Nos étudiants apprennent les échecs, ils devraient se mettre au poker

Publié Par Isabelle Barth, le dans École & éducation

Par Isabelle Barth.

rois échecs credits dave edmonds (licence creative commons)

rois échecs credits dave edmonds (licence creative commons)

À ce titre politiquement incorrect, certains opposeront : « Comparer le monde des affaires à l’argent et au mensonge, c’est cliché ». D’autres considéreront que les écoles préparent déjà les étudiants aux nouvelles règles du management. Je précise donc que ce n’est pas le monde du poker mais le jeu lui-même qui m’intéresse, et son rapport étroit à la marche du monde tel qu’il s’impose à nous. Concernant la seconde objection : permettez-moi d’en douter.

Ces dernières années, l’un des grands principes managériaux a été de développer l’agilité des entreprises. Il s’agit de mener des stratégies avec le moins d’investissements possible, que ce soit en matière de ressources humaines ou en structures. Ce qui permet des infléchissements stratégiques réactifs en fonction du contexte et de l’environnement concurrentiel.

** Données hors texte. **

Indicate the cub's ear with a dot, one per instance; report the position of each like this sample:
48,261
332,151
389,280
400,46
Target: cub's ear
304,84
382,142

Concrètement, ce principe d’agilité a conduit à des organisations internes fondées sur trois piliers :

–    Le développement des « modes projets » avec la mise en place de task forces ad hoc, transcendant les grandes fonctions classiques,
–    Les structures matricielles qui sont le prolongement des groupes projets. La notion de hiérarchie verticale s’estompe au profit de ces nouvelles relations managériales.
–    L’horizontalisation de la relation avec les mails et maintenant les réseaux sociaux internes dans les entreprises. Les mises en relations sont fondées sur une accessibilité quasi-totale, et sur une exigence d’efficacité pour plus de réactivité.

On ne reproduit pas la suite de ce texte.